Stephenie Meyer’s ascent to Queen of the Universe continues in this adaptation of her stab at science-fiction. As with Twilight, the commercial (if not critical) success of the book means the movie at least scores an ambitious writer-director (Andrew Niccol’s track record includes writing The Truman Show and directing Gattaca, S1m0ne and In Time) and a healthy budget. If it’s a curate’s egg of the impressive and the dumb, that may be the price of making anything remotely faithful to Meyer’s fiction.
To give the author credit, she does something with her premise that wasn’t in Invasion Of The Body Snatchers, The Invaders, The Hidden or The Puppet Masters (all influences). The ‘souls’ who have turned humanity into placid, silver-eyed space Mormons aren’t an original menace, but the tangle of human and alien relationships around the semi-possessed heroine – the human Melanie does voice-over while the alien Wanda speaks out loud – is at least unusual.
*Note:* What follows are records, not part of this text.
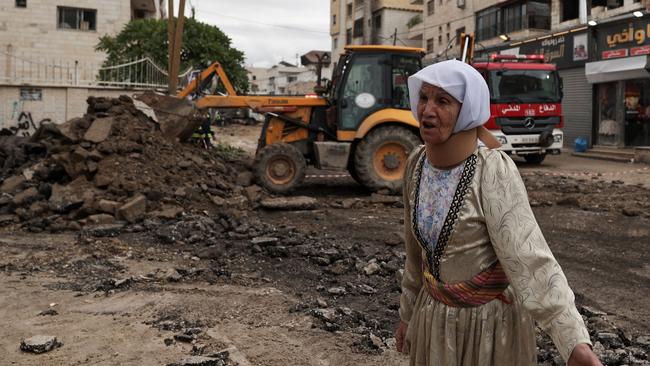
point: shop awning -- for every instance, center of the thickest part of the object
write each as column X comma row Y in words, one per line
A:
column 619, row 69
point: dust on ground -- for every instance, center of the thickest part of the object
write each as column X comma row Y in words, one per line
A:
column 220, row 274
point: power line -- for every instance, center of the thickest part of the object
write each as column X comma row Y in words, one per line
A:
column 263, row 23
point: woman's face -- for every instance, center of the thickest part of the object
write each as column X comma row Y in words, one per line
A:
column 437, row 113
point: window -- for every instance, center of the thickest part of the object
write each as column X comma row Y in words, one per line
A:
column 358, row 28
column 430, row 45
column 569, row 10
column 538, row 14
column 377, row 21
column 459, row 31
column 613, row 4
column 534, row 14
column 511, row 18
column 487, row 24
column 75, row 18
column 403, row 67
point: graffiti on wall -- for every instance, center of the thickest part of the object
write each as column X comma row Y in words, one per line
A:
column 21, row 122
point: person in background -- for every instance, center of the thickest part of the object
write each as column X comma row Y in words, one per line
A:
column 478, row 270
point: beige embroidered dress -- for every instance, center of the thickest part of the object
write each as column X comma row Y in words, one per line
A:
column 489, row 219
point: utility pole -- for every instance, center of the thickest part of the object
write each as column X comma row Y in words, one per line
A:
column 170, row 46
column 175, row 39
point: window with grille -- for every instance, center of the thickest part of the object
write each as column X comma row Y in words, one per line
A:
column 76, row 18
column 357, row 30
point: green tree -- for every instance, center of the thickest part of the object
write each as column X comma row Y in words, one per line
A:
column 202, row 44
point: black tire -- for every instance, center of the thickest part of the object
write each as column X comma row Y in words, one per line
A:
column 534, row 158
column 380, row 158
column 280, row 168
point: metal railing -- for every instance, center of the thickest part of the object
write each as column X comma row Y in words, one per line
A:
column 142, row 73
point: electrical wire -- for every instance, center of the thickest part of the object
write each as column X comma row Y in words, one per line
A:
column 263, row 23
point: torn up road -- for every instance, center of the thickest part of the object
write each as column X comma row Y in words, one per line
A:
column 179, row 259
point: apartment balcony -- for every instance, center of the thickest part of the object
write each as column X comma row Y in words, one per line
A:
column 416, row 28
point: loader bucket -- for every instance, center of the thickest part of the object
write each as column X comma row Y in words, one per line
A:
column 175, row 116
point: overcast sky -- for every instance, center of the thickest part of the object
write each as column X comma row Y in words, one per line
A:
column 268, row 31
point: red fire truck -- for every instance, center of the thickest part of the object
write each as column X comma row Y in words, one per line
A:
column 526, row 110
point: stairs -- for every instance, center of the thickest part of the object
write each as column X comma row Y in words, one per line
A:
column 608, row 153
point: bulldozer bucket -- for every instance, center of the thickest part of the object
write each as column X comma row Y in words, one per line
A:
column 176, row 116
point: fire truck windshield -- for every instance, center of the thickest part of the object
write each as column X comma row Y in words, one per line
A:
column 524, row 86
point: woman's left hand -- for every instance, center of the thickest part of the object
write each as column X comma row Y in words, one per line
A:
column 582, row 355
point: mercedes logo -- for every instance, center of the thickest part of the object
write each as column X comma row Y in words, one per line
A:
column 529, row 123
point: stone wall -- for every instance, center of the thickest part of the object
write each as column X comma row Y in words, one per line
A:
column 32, row 31
column 56, row 104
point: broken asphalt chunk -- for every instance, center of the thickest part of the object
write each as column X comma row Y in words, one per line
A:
column 39, row 344
column 290, row 203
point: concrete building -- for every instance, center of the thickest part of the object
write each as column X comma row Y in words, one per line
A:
column 289, row 79
column 371, row 22
column 439, row 26
column 66, row 30
column 45, row 45
column 601, row 62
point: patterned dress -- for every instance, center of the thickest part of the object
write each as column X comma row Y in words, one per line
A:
column 486, row 220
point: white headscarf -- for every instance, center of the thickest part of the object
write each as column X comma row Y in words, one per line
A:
column 462, row 82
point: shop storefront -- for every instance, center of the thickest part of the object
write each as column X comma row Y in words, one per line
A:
column 569, row 51
column 622, row 83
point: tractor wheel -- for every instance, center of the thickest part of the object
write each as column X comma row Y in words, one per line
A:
column 380, row 158
column 534, row 158
column 280, row 168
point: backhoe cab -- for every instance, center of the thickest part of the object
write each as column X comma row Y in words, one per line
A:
column 362, row 123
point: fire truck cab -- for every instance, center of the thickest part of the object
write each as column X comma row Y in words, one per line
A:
column 526, row 104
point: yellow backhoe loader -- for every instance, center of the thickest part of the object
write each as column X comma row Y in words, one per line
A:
column 361, row 122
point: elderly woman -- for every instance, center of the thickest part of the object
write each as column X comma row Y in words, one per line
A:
column 478, row 270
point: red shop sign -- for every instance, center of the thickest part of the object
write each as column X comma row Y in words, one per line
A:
column 622, row 52
column 643, row 50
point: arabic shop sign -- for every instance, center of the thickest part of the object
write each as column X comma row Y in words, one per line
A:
column 631, row 38
column 565, row 50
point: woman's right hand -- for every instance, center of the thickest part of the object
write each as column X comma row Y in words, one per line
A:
column 400, row 335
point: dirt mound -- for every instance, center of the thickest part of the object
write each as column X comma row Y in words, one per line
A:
column 113, row 166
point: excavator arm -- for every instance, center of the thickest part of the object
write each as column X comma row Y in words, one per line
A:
column 210, row 71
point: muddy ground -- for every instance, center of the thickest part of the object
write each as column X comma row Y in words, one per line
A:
column 301, row 287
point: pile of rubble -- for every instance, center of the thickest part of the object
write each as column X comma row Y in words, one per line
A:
column 110, row 167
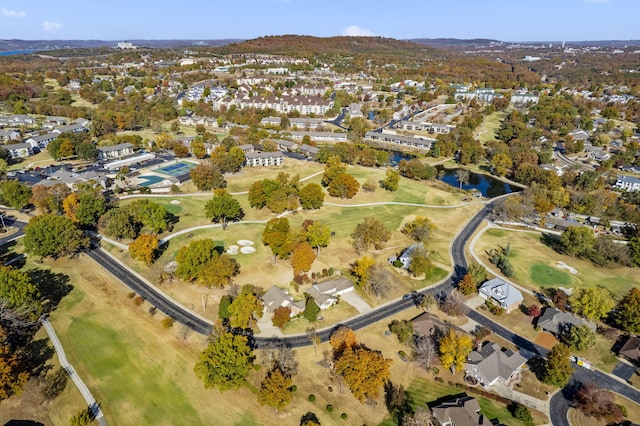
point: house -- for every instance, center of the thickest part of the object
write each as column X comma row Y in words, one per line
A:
column 463, row 411
column 9, row 135
column 631, row 350
column 115, row 151
column 276, row 297
column 258, row 158
column 326, row 293
column 628, row 183
column 555, row 321
column 308, row 150
column 506, row 295
column 71, row 128
column 490, row 364
column 19, row 150
column 405, row 257
column 42, row 141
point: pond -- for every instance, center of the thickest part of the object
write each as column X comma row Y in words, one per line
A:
column 488, row 186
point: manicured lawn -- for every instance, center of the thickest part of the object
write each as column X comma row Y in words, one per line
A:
column 546, row 275
column 527, row 249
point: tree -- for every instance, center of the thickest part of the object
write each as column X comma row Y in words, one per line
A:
column 420, row 229
column 579, row 338
column 144, row 248
column 557, row 368
column 361, row 269
column 302, row 258
column 344, row 186
column 370, row 232
column 403, row 329
column 276, row 235
column 244, row 310
column 13, row 376
column 592, row 303
column 219, row 271
column 342, row 339
column 420, row 261
column 53, row 236
column 332, row 169
column 275, row 390
column 454, row 349
column 467, row 285
column 391, row 182
column 365, row 371
column 223, row 208
column 462, row 176
column 205, row 177
column 281, row 316
column 311, row 196
column 501, row 163
column 627, row 314
column 594, row 401
column 14, row 194
column 318, row 235
column 193, row 259
column 577, row 240
column 311, row 310
column 226, row 362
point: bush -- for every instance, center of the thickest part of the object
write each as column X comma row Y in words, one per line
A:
column 167, row 322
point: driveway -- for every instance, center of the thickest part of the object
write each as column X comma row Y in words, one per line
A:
column 356, row 301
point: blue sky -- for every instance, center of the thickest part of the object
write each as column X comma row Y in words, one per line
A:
column 507, row 20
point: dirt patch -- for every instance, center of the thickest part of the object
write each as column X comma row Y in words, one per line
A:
column 546, row 340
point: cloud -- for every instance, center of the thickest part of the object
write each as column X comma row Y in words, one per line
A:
column 10, row 13
column 356, row 31
column 51, row 26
If it’s a problem that the three or four interchangeable ripped haircut guys who compete to kiss or strangle the protagonist barely register on screen, then Saoirse Ronan still carries the day. This movie realises she is so far out of most young actors’ league that the only way she can be given emotional scenes worth playing is if she is pitched against herself.
As in his other films, Niccol effectively envisions a future where cool hi-tech (aliens in silver cars and helicopters) is set against warm earthiness (humanity’s last redoubt is a John Ford Western landscape). Strong supporting actors (icy invader cop Diane Kruger, benign dictator William Hurt) carry the plot, and silly, tiresome stretches of teen-talk about feelings and holding hands often gives way to affecting imagery.